General News of Tuesday, 4 September 2012

Source: Daily Guide

I Won’t Pay Blood Money To Doctors – Bagbin Spits Fire

Demands being made by striking medical consultants at the Komfo Anokye Teaching Hospital (KATH) have been described by the Minister of Health, Alban Kingsford Sumana Bagbin, as akin to “blood money.”

The doctors have already laid down their tools over the refusal of the Mahama-led National Democratic Congress (NDC) to pay up some agreed top-up on their allowances.

Daily Guide gathered that the contentious amount has been in arrears for about eight months.

A visibly infuriated Bagbin was talking to a group of journalists in Wa in the Upper West Region last week, and in no uncertain terms, expressed his extreme frustration at his constant haggling with the medical doctors for their persistent demands.

The Minister who appeared to be at his wit ends, yelled, “Pampering is a thing of the past so when you go on strike, pack out,” and asked the specialist doctors to vacate their positions.

According to him, the NDC government would not be blackmailed into paying up money that has not been duly earned. “The public sector cannot keep on pumping money into your pocket when you are not rendering the requisite service,” he complained adding, “There are ways, procedures of doing these things. Pass through them, but don’t sacrifice people to get your money, that is blood money.”

Mr. Babgin’s stance was set to spark a serious face-off with the KATH consultants who numbered approximately 100.

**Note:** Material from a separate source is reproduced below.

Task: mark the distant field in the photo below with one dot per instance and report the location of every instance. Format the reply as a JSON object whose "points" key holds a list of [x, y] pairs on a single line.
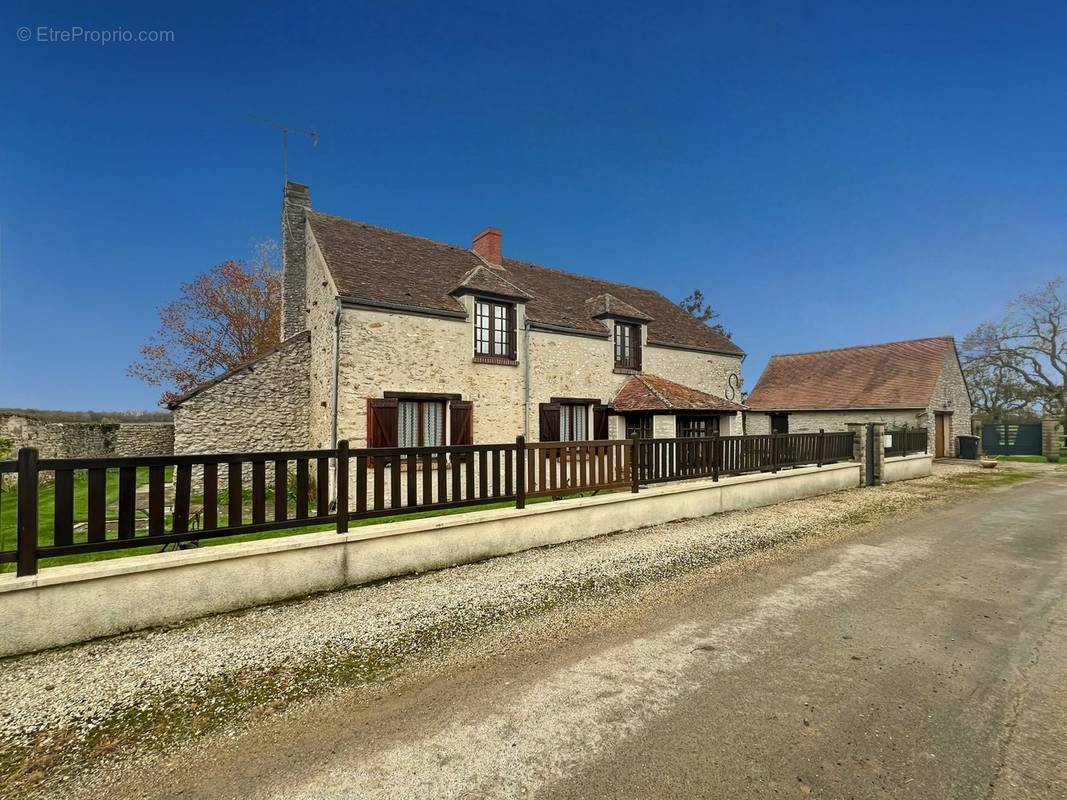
{"points": [[92, 416]]}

According to Dr. Frank Ankobeah, the decision to call off their industrial action would depend solely on the government’s posture and its willingness to settle the arrears.

However, Mr. Babgin’s utterance showed that the government was not exactly keen at compromising its stance. This could result in a protracted stalemate as the strike entered its second week.

The health minister was convinced that the doctors’ action was illegal because they allegedly, did not channel their grievances through the approved dispute resolution channels.

The consultants also doubled as lecturers at the medical school of the Kwame Nkrumah University of Science and Technology (KNUST) and were by default, supervisors of junior doctors at the hospital.

DAILY GUIDE gathered that the strike of the medical doctors had a far-reaching impact on the flow of work at the top class teaching hospital because junior doctors there were planning to lay down their tools if an amicable settlement was not reached between the government and the consultants who supervised them.

The Ministry of Health and the medical fraternity have had frosty relationships in recent times. The main reasons have either been because of government’s refusal to pay up their allowances or government’s failure to improve their conditions of service.

For instance, in March 2012, surgeons at KATH joined an indefinite strike action embarked upon by local junior doctors who were protesting what they describe as “poor state of affairs” at the KATH.

The surgeons listed a litany of complaints including irregular power and water supply, lack of drugs, broken down equipment, especially at the Accident and Emergency Centre and general congestion at the medical facility. They indicated that the situation was preventing them from effectively conducting surgery.

In recent times, several other segments of the medical fraternity across the country have had causes to raise issues with the government about their conditions of service; the latest being an impending strike today by the public hospital pharmacists over single spine migration.